Former President Jimmy Carter also traveled to Syria in 2008 to meet with Hamas about Mideast peace.
As recently as 2015, the act was mentioned again when 47 Republican U.S. senators wrote a letter to Iran downplaying the nuclear deal. Sen. Tom Cotton, who has been rumored to be in line as Trump's next CIA director, penned the letter — and was accused of violating the act.
The potential of a Logan Act violation was raised again when Democratic Rep. Tulsi Gabbard of Hawaii met with Syrian leader Bashar Assad in January of this year, before Trump was sworn in.
"I wanted to see if there was, in some small way, a way that I could express the love and the aloha and the care that the American people have for the people of Syria," she told CNN.
The Obama administration's official position was regime change in Syria. President Trump has said the U.S. should work with Russia to bring peace in Syria. Russia's policy is to leave Assad in place.
Could the "very senior member" be susceptible?

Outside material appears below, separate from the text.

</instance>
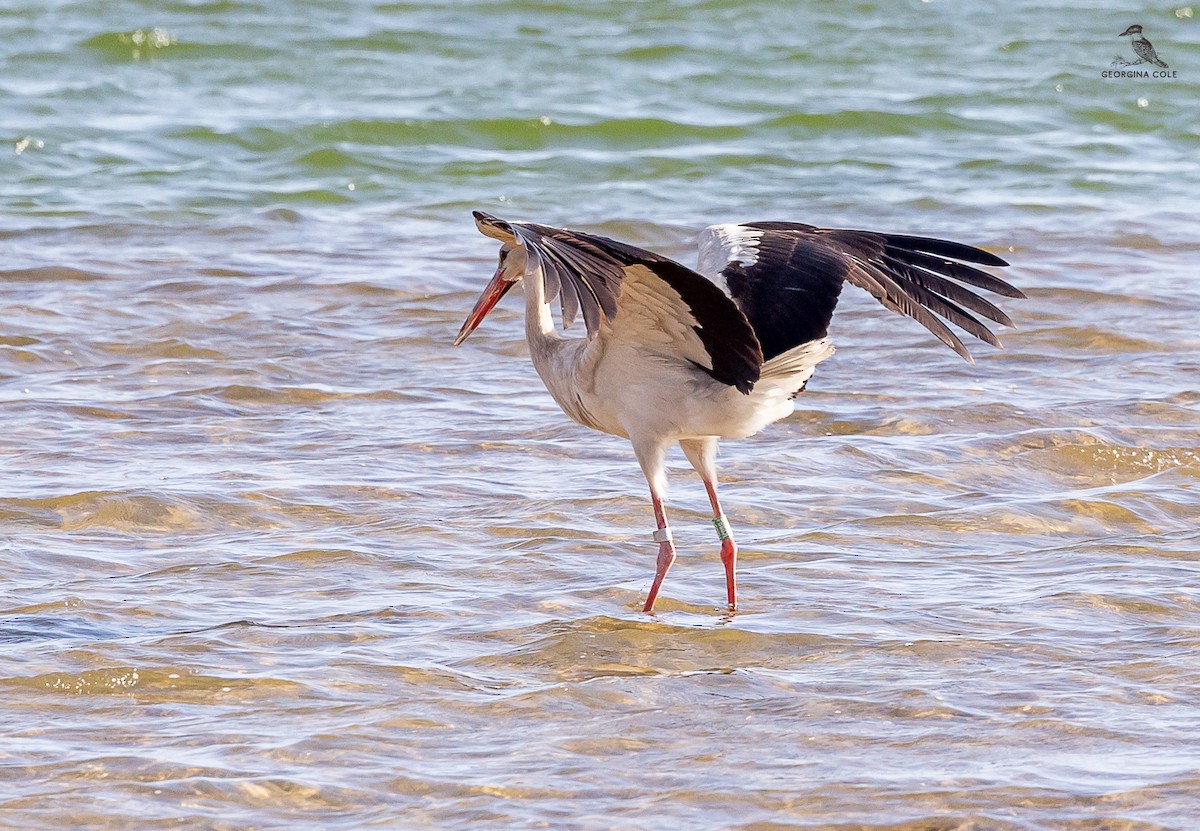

We noted in February that if Flynn, in any way, reassured the Russian ambassador in his phone conversations or texts that the incoming Trump administration would loosen or drop the sanctions Obama put in place, that could potentially be a violation.
That could be the same for whoever "directed" Flynn (or whoever directed the person who directed Flynn) if there was reassurance on sanctions.
The charging documents note that:
"Flynn and the PTT official discussed the U.S. Sanctions, including the potential impact of those sanctions on the incoming administration's foreign policy goals. The PTT official and Flynn also discussed that the members of the Presidential Transition Team at Mar-a-lago did not want Russia to escalate the situation."
The charging documents do not make clear what Flynn urged exactly when it came to sanctions — if there was reassurance, for example. But there is a transcript of that call collected by the intelligence community, and presumably Mueller's team has reviewed it.
The White House said in February it was confident Flynn didn't say anything that violated the law.
"There was nothing wrong or inappropriate about those discussions," then-White House press secretary Sean Spicer contended after Flynn was fired in February.
The White House has not commented since Flynn's guilty plea.